I wanted to check his body, to get some I.D, but it was too dangerous to stay still. I suspected the worse now and if any of the dogs had survived, which I was sure they had, then they'd be looking for me next. So instead I looked inside the shopping precinct as far as the shuttered doors before coming back and, finding nothing, I looked for spoor around the corpse.

To the left near an alley that ran behind the shops I saw a few drops of blood near a rusty bin. I might have missed them had the light been a little worse, but I just caught a glimmer of them as I was looking around. I peered down the mouth of the alley and saw some further on and followed. It was darker there and I held my pistol out in front of me, cocked and ready in case I had to react quickly. There was no need. Lying across the flagged street was my second corpse. He had the expression of a man deep in sleep and I might have tried to wake him up if it hadn't been for the lack of anything inside his open chest cavity. There was an enormous pile of half-chewed intestines and blood and fleshy bits and I leaned against the wall with a hand over my nose. The stench was vile and even breathing through my open mouth was a struggle.

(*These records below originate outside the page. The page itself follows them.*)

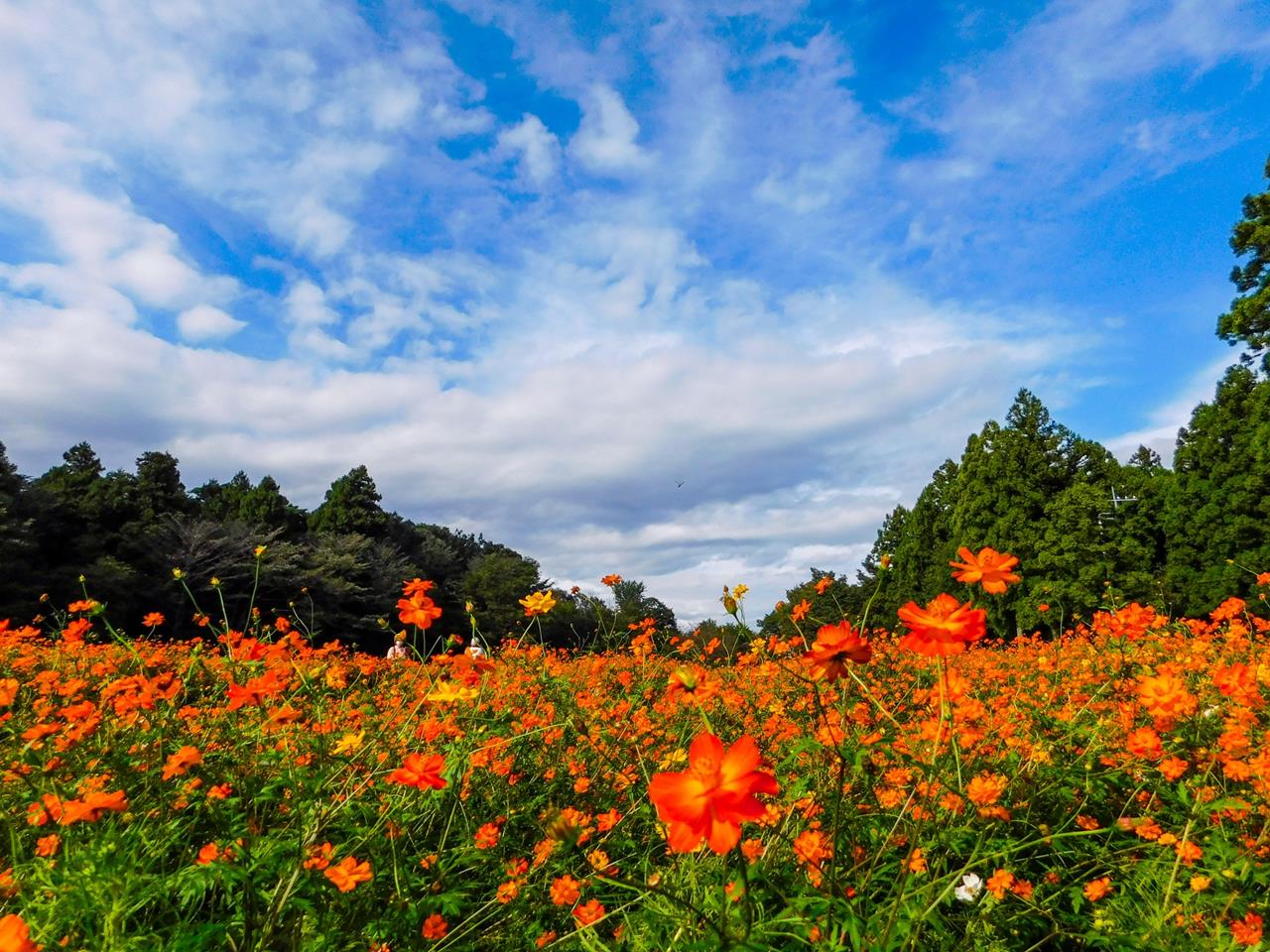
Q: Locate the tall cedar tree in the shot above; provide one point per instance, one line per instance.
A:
(1248, 318)
(1218, 506)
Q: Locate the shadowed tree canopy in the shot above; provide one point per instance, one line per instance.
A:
(1248, 318)
(352, 506)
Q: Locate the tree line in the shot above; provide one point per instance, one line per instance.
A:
(1089, 531)
(336, 570)
(1092, 532)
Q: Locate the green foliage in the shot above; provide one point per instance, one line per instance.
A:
(494, 583)
(1216, 508)
(352, 506)
(1248, 318)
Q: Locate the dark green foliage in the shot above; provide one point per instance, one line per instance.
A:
(494, 583)
(1248, 318)
(352, 506)
(341, 566)
(1218, 504)
(1086, 530)
(634, 604)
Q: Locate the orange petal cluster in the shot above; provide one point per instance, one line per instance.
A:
(714, 796)
(944, 627)
(989, 567)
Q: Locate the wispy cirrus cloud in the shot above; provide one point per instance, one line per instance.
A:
(654, 289)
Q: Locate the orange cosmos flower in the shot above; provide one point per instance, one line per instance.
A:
(1166, 697)
(14, 936)
(1144, 743)
(998, 883)
(418, 610)
(76, 630)
(48, 846)
(712, 797)
(1247, 930)
(421, 772)
(989, 567)
(348, 873)
(985, 788)
(566, 890)
(91, 806)
(834, 645)
(944, 627)
(691, 687)
(1097, 889)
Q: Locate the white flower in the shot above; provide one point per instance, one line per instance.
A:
(970, 888)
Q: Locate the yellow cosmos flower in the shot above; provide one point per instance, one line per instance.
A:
(538, 603)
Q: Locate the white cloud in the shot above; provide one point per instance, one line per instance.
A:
(702, 286)
(206, 322)
(536, 148)
(606, 141)
(1170, 416)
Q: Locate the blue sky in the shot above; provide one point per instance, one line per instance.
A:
(538, 264)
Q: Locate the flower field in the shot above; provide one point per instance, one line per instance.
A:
(1105, 787)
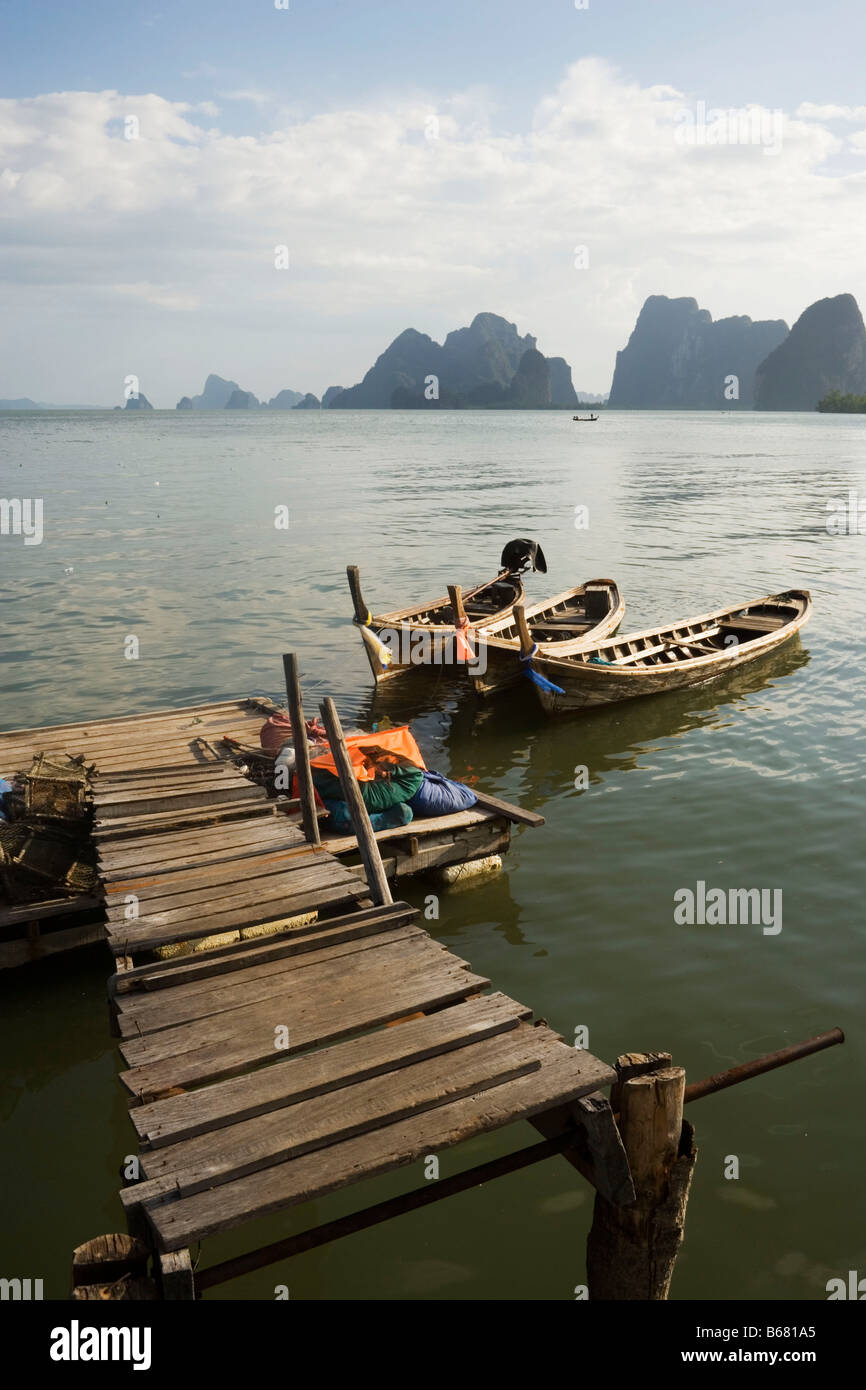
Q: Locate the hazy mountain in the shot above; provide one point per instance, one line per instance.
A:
(25, 403)
(474, 366)
(285, 401)
(824, 350)
(679, 359)
(214, 396)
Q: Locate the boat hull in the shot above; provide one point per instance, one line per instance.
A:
(584, 684)
(499, 667)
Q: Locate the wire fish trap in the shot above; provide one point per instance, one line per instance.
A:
(57, 787)
(31, 855)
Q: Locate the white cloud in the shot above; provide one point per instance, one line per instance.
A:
(812, 111)
(160, 249)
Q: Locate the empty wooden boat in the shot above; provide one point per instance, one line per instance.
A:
(665, 658)
(426, 634)
(559, 626)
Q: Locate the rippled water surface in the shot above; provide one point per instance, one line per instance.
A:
(161, 526)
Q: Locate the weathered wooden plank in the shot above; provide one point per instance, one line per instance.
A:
(164, 847)
(256, 884)
(280, 979)
(274, 1137)
(505, 808)
(238, 702)
(426, 826)
(148, 801)
(125, 938)
(310, 1176)
(125, 829)
(195, 902)
(213, 1051)
(52, 943)
(47, 908)
(239, 954)
(319, 1073)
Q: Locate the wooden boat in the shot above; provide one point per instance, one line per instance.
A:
(426, 634)
(558, 626)
(666, 658)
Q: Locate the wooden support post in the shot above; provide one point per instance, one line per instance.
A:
(362, 612)
(523, 630)
(597, 1148)
(302, 751)
(110, 1268)
(631, 1250)
(177, 1275)
(360, 820)
(455, 594)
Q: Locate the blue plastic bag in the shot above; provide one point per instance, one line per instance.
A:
(439, 795)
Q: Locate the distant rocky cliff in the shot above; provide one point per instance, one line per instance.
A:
(485, 364)
(824, 352)
(679, 359)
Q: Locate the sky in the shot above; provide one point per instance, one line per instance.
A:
(273, 193)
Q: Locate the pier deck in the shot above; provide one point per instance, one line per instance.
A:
(168, 772)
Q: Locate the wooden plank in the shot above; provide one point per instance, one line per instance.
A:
(282, 979)
(220, 898)
(310, 1176)
(125, 806)
(367, 845)
(221, 875)
(163, 847)
(237, 955)
(505, 808)
(319, 1073)
(220, 1048)
(125, 938)
(428, 826)
(250, 1146)
(238, 702)
(192, 893)
(41, 911)
(53, 943)
(128, 827)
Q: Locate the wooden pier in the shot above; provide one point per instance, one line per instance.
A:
(154, 766)
(267, 1070)
(289, 1030)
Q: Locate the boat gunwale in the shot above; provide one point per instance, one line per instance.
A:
(717, 660)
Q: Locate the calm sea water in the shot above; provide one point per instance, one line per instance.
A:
(161, 526)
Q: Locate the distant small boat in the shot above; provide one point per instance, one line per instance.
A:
(665, 658)
(430, 634)
(559, 626)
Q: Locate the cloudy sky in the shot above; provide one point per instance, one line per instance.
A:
(420, 163)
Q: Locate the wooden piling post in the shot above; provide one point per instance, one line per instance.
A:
(631, 1250)
(362, 612)
(360, 820)
(523, 630)
(302, 751)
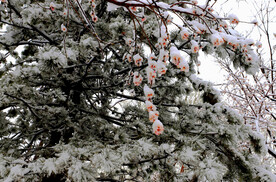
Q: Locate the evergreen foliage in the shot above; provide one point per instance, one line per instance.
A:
(73, 102)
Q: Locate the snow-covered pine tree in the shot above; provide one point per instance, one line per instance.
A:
(98, 93)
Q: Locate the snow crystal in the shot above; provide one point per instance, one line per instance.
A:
(112, 7)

His pack was on the floor near some bins and I grabbed it before walking away into fresher air. At the mouth of the alley I took a deep breath and listened. Nothing. I didn't like it. My scent would have been as strong to them as that corpse had been to me yet there were no dogs here, not even the sound of them in the distance and I still had one more corpse to find. I resumed my search, leaving the pack near the first body and finding another on the other side of some railings towards the bus station. It was a woman's pack, small with pink trim and a 'Hello Kitty' fob hanging from a zip.